The Boxer
Hi, I really enjoyed your first couple chapters of your story! I just have a few critiques to make your book potentially better (but use them as you please).
- I feel like the introduction of your 'bad boy, love, interest' could be a bit less "I'm going to literally destroy you" if you know what I mean. Leaving out the bold letters and blending them in as the character thoughts might help it flow better with italicized print. Maybe something like:
"I licked my lips as I eyed the pair up and down, they looked so happy, so, so, happy. And I despised them for that, that they could walk about happily while my life was a disaster. The taller female caught my eye immediately. . . . (later in)* **** I felt the urge creep up and into my throat, the monster was speaking to me again- telling me things I knew I shouldn't do. , , to kill, to murder, to hurt these women just as my mom had hurt me all these years. . . "

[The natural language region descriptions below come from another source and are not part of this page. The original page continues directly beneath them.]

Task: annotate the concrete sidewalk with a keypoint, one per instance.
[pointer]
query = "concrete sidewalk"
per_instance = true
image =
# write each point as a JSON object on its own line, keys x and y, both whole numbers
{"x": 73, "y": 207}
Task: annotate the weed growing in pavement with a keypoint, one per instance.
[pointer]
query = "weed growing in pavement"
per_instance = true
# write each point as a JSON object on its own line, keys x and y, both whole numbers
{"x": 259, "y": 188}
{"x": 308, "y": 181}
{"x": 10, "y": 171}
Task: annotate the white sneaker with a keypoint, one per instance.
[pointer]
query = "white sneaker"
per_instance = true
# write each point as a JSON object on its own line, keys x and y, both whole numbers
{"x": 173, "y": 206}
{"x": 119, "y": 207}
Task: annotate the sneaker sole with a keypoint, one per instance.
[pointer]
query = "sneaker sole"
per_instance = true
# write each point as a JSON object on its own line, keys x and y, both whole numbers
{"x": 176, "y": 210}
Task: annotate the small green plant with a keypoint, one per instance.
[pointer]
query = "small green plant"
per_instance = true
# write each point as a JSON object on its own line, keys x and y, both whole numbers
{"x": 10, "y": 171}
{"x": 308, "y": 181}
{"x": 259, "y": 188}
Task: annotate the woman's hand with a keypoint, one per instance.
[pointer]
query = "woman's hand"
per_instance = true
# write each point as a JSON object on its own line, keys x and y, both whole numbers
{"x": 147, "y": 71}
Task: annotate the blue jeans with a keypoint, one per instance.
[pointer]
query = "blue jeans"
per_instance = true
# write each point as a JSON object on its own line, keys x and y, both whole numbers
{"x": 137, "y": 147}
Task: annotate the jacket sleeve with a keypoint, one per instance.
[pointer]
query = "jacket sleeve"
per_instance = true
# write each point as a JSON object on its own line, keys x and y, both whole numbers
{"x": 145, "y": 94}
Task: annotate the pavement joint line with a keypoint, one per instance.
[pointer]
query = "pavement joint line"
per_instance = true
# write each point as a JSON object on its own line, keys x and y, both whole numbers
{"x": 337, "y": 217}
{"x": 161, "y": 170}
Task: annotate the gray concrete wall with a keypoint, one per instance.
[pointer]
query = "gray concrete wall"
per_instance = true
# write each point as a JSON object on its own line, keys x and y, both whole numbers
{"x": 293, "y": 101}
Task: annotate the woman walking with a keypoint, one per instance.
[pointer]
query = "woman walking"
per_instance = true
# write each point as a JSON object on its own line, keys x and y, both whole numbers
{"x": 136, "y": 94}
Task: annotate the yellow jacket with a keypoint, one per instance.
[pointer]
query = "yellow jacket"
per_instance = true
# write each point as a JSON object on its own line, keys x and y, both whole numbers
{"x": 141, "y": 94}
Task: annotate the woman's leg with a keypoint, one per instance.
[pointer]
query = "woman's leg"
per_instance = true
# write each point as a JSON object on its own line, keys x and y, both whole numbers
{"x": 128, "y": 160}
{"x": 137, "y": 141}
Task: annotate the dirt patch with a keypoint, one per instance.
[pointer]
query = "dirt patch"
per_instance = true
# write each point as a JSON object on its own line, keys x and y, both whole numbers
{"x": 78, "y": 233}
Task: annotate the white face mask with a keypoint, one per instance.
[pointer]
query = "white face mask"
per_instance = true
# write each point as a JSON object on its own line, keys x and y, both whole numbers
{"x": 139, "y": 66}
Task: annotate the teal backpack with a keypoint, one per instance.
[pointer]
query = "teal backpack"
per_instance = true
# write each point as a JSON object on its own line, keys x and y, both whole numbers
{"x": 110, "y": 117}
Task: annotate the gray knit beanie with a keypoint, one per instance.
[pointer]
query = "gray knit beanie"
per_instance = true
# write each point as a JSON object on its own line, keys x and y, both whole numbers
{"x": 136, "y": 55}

Just as an example. Also, you noted that the character's eyes changed colors but I wasn't sure if this book was fiction or if it was rooted to normal day. Most people's eyes don't go terribly wacky that fast if they're off their meds.
Another thing to you might want to insert in the beginning might be a flashback scene before your love interest is introduced potentially in a psych ward so the readers can be introduced to him before the main character is.
Otherwise good read- I'm excited to see how this story progresses and I hope these comments find you well.
Let me know if you have any questions!